Avigno is mainly concentrated inside the walls, where the majestic Palace of the Popes , a fortress with the remains of a 12th-century bridge over the Rhône . The bridge is split in half, but the picture in the distance is less attractive. Incidentally, a set classified as UNESCO World Heritage , which highlights the importance of Avignon in the Christian era.

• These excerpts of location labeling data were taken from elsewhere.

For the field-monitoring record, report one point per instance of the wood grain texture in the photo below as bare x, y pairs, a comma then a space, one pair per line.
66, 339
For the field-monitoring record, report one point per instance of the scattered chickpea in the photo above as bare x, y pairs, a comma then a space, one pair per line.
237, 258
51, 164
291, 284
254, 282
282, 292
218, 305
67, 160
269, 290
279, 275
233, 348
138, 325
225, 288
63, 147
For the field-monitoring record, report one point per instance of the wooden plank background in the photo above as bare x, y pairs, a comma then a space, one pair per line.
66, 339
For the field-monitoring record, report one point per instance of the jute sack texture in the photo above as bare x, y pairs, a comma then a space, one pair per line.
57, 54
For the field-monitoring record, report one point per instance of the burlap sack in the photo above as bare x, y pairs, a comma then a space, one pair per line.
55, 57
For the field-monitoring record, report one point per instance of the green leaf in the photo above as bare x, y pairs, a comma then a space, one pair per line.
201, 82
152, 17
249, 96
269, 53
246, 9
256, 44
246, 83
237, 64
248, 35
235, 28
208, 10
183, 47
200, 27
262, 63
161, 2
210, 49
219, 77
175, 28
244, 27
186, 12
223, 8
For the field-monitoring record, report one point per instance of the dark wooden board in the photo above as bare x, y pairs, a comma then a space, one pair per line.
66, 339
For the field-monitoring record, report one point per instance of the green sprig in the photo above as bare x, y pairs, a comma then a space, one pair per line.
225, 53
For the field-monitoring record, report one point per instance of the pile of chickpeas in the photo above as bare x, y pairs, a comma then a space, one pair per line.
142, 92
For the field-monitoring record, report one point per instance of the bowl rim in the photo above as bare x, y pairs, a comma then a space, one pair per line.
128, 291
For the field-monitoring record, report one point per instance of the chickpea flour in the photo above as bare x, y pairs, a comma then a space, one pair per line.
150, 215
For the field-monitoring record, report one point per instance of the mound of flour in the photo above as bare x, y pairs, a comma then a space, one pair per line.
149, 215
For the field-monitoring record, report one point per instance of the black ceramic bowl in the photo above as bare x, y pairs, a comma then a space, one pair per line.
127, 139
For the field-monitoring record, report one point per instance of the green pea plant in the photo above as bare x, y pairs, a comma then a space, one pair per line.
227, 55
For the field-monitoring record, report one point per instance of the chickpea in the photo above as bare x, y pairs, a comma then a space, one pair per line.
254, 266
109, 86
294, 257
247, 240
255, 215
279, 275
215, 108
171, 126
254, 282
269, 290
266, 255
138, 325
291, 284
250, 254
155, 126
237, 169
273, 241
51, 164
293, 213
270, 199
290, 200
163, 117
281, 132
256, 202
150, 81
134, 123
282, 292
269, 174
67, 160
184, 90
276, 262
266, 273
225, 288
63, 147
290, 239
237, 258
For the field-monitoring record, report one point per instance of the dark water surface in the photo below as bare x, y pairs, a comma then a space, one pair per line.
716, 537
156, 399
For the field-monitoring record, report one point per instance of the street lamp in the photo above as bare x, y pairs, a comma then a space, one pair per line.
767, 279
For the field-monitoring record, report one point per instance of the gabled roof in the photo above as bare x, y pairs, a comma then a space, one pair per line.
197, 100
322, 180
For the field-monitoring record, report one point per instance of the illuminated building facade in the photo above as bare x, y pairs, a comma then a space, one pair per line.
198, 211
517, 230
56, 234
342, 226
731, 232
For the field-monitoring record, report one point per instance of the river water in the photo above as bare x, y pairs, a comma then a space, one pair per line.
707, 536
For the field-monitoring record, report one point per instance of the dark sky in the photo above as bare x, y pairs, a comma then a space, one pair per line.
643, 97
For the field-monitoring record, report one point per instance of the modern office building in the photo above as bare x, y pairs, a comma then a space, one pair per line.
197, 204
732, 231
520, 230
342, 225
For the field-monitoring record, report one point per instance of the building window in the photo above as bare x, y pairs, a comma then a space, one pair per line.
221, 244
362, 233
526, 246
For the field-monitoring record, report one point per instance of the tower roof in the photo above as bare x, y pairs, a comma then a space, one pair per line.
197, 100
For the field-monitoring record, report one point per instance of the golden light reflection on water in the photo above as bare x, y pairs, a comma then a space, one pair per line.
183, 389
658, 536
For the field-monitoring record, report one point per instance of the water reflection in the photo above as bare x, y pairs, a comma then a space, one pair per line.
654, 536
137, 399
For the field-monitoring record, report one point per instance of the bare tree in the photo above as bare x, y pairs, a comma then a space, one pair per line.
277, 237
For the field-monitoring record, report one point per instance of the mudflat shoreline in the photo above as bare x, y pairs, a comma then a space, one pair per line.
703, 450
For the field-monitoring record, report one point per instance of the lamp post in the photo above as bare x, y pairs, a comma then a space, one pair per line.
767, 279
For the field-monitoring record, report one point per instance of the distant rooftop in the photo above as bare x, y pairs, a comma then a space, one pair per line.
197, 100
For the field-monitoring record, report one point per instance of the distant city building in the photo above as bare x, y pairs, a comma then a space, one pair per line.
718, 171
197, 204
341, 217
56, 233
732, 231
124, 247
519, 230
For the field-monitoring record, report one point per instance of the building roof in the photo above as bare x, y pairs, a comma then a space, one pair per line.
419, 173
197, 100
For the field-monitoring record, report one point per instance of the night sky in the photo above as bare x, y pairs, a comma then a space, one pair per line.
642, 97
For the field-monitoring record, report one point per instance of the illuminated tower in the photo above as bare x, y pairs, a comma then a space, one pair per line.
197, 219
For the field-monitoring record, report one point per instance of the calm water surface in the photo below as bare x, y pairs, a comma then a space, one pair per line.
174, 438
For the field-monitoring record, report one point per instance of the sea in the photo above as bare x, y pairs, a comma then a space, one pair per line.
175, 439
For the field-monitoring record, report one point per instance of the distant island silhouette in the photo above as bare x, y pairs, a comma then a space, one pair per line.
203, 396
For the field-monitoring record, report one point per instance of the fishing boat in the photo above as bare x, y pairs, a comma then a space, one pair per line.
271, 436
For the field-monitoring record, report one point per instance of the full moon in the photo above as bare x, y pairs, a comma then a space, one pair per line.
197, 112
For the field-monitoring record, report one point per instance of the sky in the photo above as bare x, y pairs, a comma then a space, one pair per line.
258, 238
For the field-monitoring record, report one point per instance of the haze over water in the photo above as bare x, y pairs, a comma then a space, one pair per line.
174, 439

Who would have said in 1300, when its construction began, that today it would house the The most important festival in the city ? The month of July is one of the busiest for Avignon as they celebrate jazz concerts , classical music, theater…

It is worth taking a walk around the Palace of the Popes and tour its historic center, which is completely pedestrianized. And reach the gardens behind and contemplate the views of the river, the park Rocher des Doms and its gardens.

3:00 p.m. One of the most beautiful streets Avignon it is Rue de la Bonneterie with small concept stores, modern vintage stores and restaurants on the river. An unforgettable ride!

Another way to get to know the city is to go to Les Halles, the market and lung of life of Avignon . It's funny how you can learn so much about a region in a market.

Sit down to eat at Cuisine Cent'Halles , opened in 2017 by the American chef Jon Chiri , his hand in the kitchen is essential. Another option for wine lovers is Le Carré du Palais , which in addition to being a restaurant is a winery and wine school. It is very pleasant to watch the sunset on its terrace with views of the Palace of the Popes.

If you want to stay one more night and continue discovering more corners of Provence, the recommendation is Avignon Grand Hotel at the foot of the city walls.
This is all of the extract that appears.